Managing member Pavlik Capital Management LLC
“I am like any other man. All I do is supply a demand.” - Al Capone. June, 2016 - Commentary
“I am like any other man. All I do is supply a demand.” - Al Capone. Throughout the course of the last several years I have tried to explain quantitative easing to my kids using supply and demand. I found the best way was by simply asking them, “If I gave you $10,000 what would you do?” My 12 year-old, without hesitation, said he would buy something for everyone in our family and save the rest. My 10 year-old would buy a PlayStation, a new I-pad and save the rest. My 7 year-old daughter eyes lit up so big she could barely speak then said, “Wait. You are going to give me $10,000!?!” Suffice it to say she would find a way to buy $10,000 worth of pink and purple clothes and stuffed animals. My point is that given choice and handed money, supply creates a wide range of demand.
I then tell them they can only buy baseball cards with the money. They all look at me kinda funny (I’m sure my daughter is wondering if they have pink and purple baseball cards) and calmly say, “Ok.” I then ask, “What do you think would happen to the price of baseball cards?” “Hmmm…they would go up?” I answer, “Maybe…but what if we gave $10,000 to everyone in the US and told them they could only buy baseball cards? What would happen to prices?” My 12 year-old blurts out, “They would go up…A LOT!” Yep, you got it.
Central banks don’t understand much but they surely understand supply, demand and cornering markets. Crisis here, crisis there, quest for yield….whatever! It’s all supply and demand kids. Print money and prices go up…period. You can argue it is fear or uncertainty but I will call it the allocation (or misallocation) of unprecedented amounts of new capital. Interestingly though, over eight years the problem for the kids (and bankers) has becomes Capone-like as they have supplied too much demand thereby forcing them to buy something other than baseball cards (or what was initially only concentrated purchases of government debt).
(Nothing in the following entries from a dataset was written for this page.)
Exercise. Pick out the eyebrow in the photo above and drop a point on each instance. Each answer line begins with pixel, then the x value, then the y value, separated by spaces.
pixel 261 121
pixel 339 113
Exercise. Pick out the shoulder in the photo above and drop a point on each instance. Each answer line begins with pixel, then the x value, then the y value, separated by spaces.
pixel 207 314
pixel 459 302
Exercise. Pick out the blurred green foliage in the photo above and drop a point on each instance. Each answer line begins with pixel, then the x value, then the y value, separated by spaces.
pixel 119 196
Consider the progression of money printing around our globe as central banks have moved form market to market with the printing presses rolling. Our Fed began in 2009 and now holds approximately 23% of the outstanding US government bonds with a total balance sheet of $4.4 trillion. They started buying US Treasuries and quickly added agency debt and mortgage backed securities. The ECB has moved from sovereign debt to corporate bonds including now certain junk issues (their balance sheet is around $3.5 trillion). As a result, $512 billion of investment-grade European corporate bonds are yielding negative rates or 24% of the market (11x what it was just 6 months ago). The Bank of Japan began buying bonds in earnest in 2011 and now owns 24% of the outstanding domestic government debt yet still buys 90% of all newly issued government bonds every month (balance sheet of $4.1 trillion). In fact, the BOJ has bought so many baseball cards that they have begun to buy stocks. The result; as of last April the BOJ owned 10% of the Nikkei 225 index and is now a top 10 shareholder in 90% of the Nikkei 225 stocks and 55% of Japan’s ETF market! C’mon bankers: supply a demand!!!
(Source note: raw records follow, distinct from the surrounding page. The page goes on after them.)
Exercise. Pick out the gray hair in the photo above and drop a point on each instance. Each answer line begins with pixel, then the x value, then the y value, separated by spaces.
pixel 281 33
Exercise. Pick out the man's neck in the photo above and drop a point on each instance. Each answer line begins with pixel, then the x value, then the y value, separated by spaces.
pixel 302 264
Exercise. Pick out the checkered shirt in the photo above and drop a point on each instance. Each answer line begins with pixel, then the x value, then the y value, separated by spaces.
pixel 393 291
This is money printing gone mad as what initially started with limited concentrated buying has now expanded to any asset the central banks can justify purchasing. As a result, we firmly believe the yield curve, P/E ratios and all metrics that were constantly quoted from a relative historical perspective are irrelevant as new market equilibriums surface daily due to the continuous printing of money. In places like Japan where debt-to-GDP levels are absolutely unsustainable we also believe a point of no return has been crossed. Fed Chair Ben Bernanke’s solution for Japan eight years after the crisis: print even more money, keep accumulating all the sovereign debt and eventually convert it all to zero-coupon, perpetual bonds. What the flower?!?!?!?
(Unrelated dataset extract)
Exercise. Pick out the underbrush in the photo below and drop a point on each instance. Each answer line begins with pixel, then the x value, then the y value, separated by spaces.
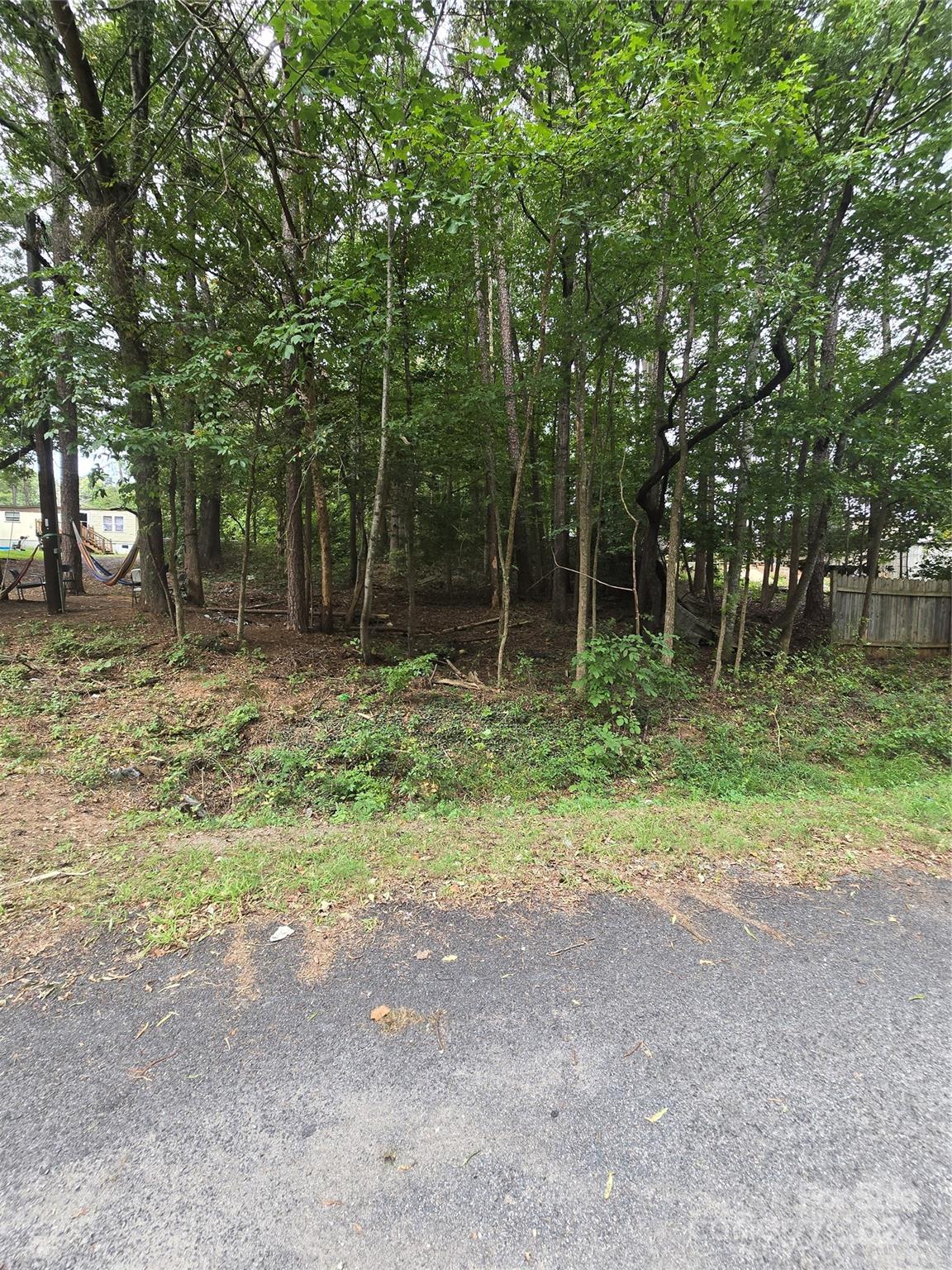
pixel 93 701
Homer Simpson; “A light bulb is either on or off.” Lisa Simpson: “Not if you use a dimmer switch.” Homer Simpson: “That’s what the dimmer switch companies want you to think.” Money printing is money printing and will, regardless of what everyone tells you, result in inflation at some point. Question: “If central banks globally printed another $19 trillion and allocated it to the people instead of the governments and corporations what would happen to prices?” We would get inflation…albeit short-lived and at the expense of a devalued currency; guaranteed. Last week, at the Republican National Convention, Donald Trump mentioned the US national debt was currently around $19,000,000,000,000. My 12 year-old son then turned to me and asked, “How do they pay that back?” I answered simply, “They don’t. They just print more money.” He looked at me and said, “I’m going to take a shower.” Lesson complete…the light bulb was clearly on. Stay hedged.